In the process of development, each baby goes through a series of crisis ages. For example, the crisis of three years is manifested in children's selfishness and a master's attitude towards everything around them. You can often hear "mine" and "mine". Due to stinginess, conflicts arise between children that upset their parents so much.
When raising a child-owner, it is worth remembering that at this age he feels like a person and clearly distinguishes between his “I” and the world around him. Everything that surrounds him is regarded as his property, to share or not, he decides on his own.
First of all, there is no need to shame or scold your child for not wanting to share with others. And you should not give someone the things that belong to the baby either. The child's toys are his property, he can dispose of them at his own discretion. Also, you should never let other adults call your child greedy. The kid should feel support from the parents. And who, no matter how adults, know that personal belongings are property that can be disposed of as you please. And if in a group of children one cried, not getting what he wanted, you should not make someone to blame.
There are several steps you can take to teach your child how to share that will help your child overcome stinginess over time. Parents should explain to the child that by giving a toy to another for a while, it will be possible to get it back. Children often think that having given their thing, they will never receive it back. Try to carry out an "exchange". When playing with other children, you can always let your toys play and get something interesting in return. You should always leave your child's own choice. Since this is his thing, it is up to him to decide whether to share or not.

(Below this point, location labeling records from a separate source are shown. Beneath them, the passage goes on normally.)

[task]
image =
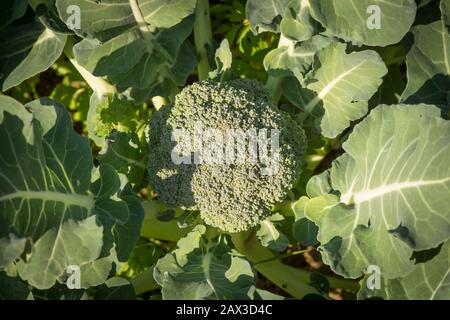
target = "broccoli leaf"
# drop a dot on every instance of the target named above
(428, 64)
(427, 281)
(201, 268)
(269, 235)
(128, 155)
(26, 51)
(350, 20)
(49, 194)
(11, 10)
(297, 22)
(223, 59)
(387, 196)
(265, 15)
(294, 59)
(342, 84)
(103, 20)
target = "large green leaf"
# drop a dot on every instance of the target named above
(388, 195)
(26, 51)
(11, 10)
(127, 155)
(141, 60)
(70, 244)
(297, 22)
(294, 57)
(341, 84)
(428, 62)
(265, 15)
(445, 10)
(349, 19)
(103, 20)
(428, 281)
(201, 268)
(48, 193)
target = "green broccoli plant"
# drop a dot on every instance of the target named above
(233, 196)
(184, 177)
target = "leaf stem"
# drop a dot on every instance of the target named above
(292, 280)
(273, 83)
(99, 85)
(202, 38)
(144, 282)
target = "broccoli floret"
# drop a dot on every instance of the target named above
(230, 196)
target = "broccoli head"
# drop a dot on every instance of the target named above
(230, 195)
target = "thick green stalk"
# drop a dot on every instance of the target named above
(202, 37)
(100, 86)
(273, 84)
(144, 282)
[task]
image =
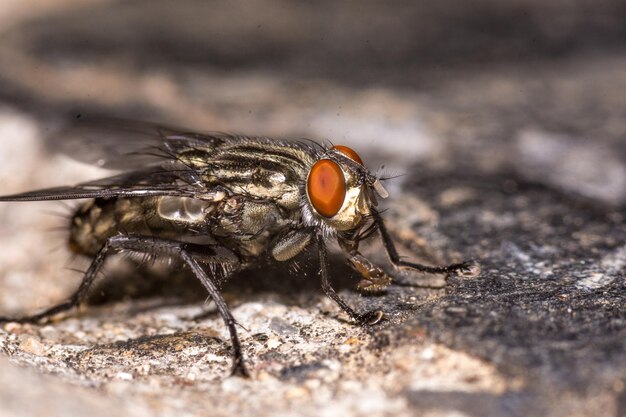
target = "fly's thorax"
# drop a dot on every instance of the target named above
(338, 191)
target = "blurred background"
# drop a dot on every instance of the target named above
(501, 99)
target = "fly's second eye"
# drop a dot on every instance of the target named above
(326, 187)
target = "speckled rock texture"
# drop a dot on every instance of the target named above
(505, 124)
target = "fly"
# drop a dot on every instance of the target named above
(219, 203)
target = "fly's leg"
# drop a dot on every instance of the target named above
(186, 252)
(467, 269)
(370, 317)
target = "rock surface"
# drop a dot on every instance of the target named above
(511, 146)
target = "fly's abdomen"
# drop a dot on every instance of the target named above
(177, 218)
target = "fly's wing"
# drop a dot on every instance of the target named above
(153, 181)
(123, 144)
(149, 151)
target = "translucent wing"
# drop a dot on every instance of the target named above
(123, 144)
(144, 183)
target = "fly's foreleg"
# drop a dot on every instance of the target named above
(370, 317)
(154, 246)
(467, 269)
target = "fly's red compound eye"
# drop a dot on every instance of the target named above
(349, 152)
(326, 187)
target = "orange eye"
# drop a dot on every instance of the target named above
(349, 152)
(326, 187)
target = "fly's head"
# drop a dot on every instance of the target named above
(340, 191)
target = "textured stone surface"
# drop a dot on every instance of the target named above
(507, 124)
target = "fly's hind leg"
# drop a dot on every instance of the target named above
(187, 252)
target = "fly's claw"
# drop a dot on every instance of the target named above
(370, 317)
(469, 269)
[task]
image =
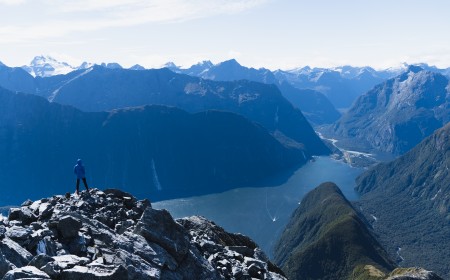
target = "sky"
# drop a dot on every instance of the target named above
(275, 34)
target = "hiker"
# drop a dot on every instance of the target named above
(79, 171)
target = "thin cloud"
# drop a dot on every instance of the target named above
(11, 2)
(66, 17)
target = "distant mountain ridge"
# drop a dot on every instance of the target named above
(155, 151)
(315, 106)
(399, 113)
(100, 89)
(407, 201)
(326, 239)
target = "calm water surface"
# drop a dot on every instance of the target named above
(262, 213)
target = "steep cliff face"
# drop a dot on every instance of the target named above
(313, 104)
(327, 239)
(408, 201)
(103, 89)
(153, 151)
(112, 235)
(398, 114)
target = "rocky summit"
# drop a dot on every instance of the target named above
(111, 235)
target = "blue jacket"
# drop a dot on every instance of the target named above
(79, 170)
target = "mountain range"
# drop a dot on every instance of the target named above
(155, 151)
(313, 104)
(99, 89)
(396, 115)
(407, 201)
(327, 238)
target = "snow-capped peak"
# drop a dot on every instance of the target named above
(45, 66)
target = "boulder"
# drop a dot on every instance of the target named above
(69, 226)
(98, 272)
(14, 253)
(5, 266)
(23, 214)
(19, 234)
(40, 260)
(158, 226)
(26, 272)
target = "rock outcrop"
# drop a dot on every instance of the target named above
(111, 235)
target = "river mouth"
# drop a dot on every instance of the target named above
(262, 213)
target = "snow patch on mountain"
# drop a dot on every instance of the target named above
(46, 66)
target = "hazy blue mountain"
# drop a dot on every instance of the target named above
(340, 85)
(111, 65)
(103, 89)
(46, 66)
(155, 151)
(16, 79)
(231, 70)
(197, 69)
(137, 67)
(327, 239)
(314, 105)
(399, 113)
(407, 201)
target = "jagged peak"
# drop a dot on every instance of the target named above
(110, 234)
(230, 62)
(137, 67)
(111, 65)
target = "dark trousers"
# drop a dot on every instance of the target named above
(84, 182)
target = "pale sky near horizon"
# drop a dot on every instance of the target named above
(276, 34)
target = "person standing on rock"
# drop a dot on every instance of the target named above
(81, 174)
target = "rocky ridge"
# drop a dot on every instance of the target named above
(111, 235)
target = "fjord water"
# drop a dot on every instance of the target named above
(262, 213)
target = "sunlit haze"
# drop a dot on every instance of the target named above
(258, 33)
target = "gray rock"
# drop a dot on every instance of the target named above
(5, 265)
(26, 272)
(27, 202)
(170, 235)
(243, 250)
(98, 272)
(2, 231)
(69, 226)
(19, 234)
(23, 214)
(40, 260)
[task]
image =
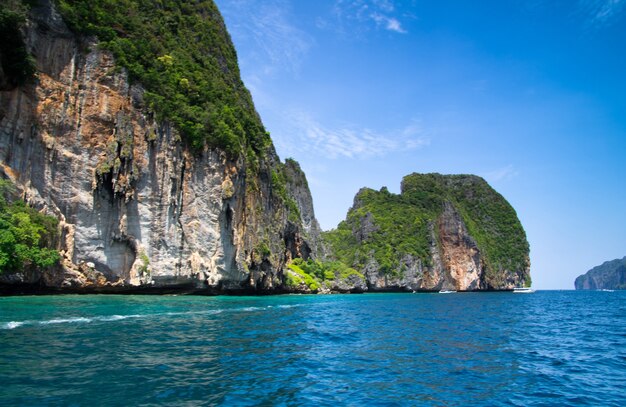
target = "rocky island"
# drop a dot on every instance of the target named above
(610, 275)
(131, 129)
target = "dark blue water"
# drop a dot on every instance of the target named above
(546, 348)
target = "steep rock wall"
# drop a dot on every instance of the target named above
(440, 233)
(137, 208)
(610, 275)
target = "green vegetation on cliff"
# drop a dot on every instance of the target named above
(16, 65)
(25, 234)
(387, 227)
(316, 274)
(182, 55)
(610, 275)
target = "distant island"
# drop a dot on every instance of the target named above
(132, 159)
(610, 275)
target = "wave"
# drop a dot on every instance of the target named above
(112, 318)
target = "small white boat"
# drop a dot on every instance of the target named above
(523, 290)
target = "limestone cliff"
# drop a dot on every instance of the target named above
(441, 232)
(138, 208)
(610, 275)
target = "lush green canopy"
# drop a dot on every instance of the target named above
(25, 234)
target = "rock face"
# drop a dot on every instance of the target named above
(138, 210)
(610, 275)
(441, 232)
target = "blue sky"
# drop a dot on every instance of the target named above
(531, 95)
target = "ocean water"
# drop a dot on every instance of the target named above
(546, 348)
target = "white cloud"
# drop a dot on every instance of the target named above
(602, 12)
(347, 141)
(388, 23)
(279, 43)
(501, 174)
(379, 12)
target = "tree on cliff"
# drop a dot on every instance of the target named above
(25, 234)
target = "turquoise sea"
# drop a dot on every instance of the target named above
(546, 348)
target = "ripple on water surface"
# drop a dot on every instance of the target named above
(377, 349)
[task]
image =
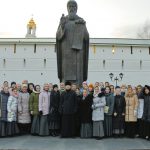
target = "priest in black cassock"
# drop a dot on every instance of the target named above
(72, 46)
(68, 109)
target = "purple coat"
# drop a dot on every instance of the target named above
(44, 102)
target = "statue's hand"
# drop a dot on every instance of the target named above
(80, 21)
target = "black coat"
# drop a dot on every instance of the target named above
(68, 103)
(85, 109)
(119, 105)
(146, 112)
(54, 106)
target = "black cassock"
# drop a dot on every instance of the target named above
(68, 109)
(119, 108)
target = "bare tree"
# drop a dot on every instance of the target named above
(144, 32)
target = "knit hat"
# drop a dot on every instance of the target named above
(55, 86)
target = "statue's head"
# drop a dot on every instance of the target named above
(72, 7)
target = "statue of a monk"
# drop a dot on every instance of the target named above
(72, 46)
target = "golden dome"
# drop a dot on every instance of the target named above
(31, 23)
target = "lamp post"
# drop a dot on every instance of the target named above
(116, 79)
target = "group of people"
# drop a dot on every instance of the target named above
(97, 110)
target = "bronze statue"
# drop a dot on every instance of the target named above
(72, 46)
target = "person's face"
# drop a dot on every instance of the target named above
(14, 92)
(84, 93)
(107, 90)
(24, 88)
(90, 89)
(31, 87)
(6, 89)
(62, 85)
(96, 90)
(84, 85)
(123, 89)
(25, 82)
(19, 87)
(38, 88)
(72, 8)
(106, 84)
(5, 84)
(50, 86)
(77, 91)
(13, 85)
(101, 84)
(56, 89)
(129, 90)
(97, 84)
(68, 87)
(147, 91)
(118, 91)
(139, 89)
(112, 89)
(46, 87)
(74, 87)
(134, 91)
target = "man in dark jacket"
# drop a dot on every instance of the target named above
(119, 113)
(68, 109)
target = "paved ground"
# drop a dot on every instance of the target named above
(50, 143)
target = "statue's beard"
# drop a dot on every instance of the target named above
(72, 16)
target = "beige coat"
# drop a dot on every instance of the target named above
(131, 108)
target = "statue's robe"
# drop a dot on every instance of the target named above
(72, 47)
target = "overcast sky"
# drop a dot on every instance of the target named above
(105, 18)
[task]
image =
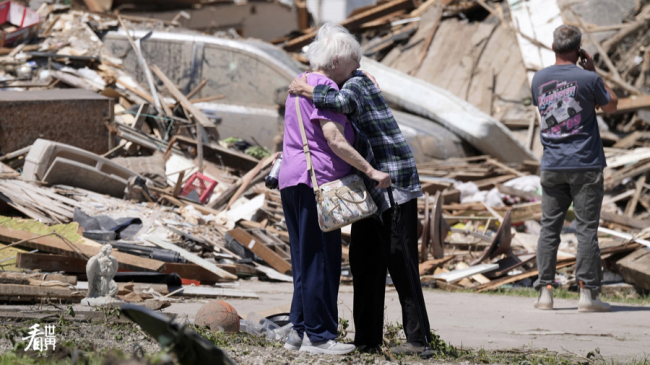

There are times when in a family where there are several children, there is no need to tell the older child to give in to the younger one. Children should be equal. But in the event that concessions occur at the initiative of the older child, one should praise and thank for the attention.
Do not focus on cases when the child does not want to share. For example, when guests come and, of course, they want to play with new interesting things. The child can take it with hostility, and persuasion in this case will not help. Everyone should be involved in a common game where everyone can feel, and the conflict will disappear.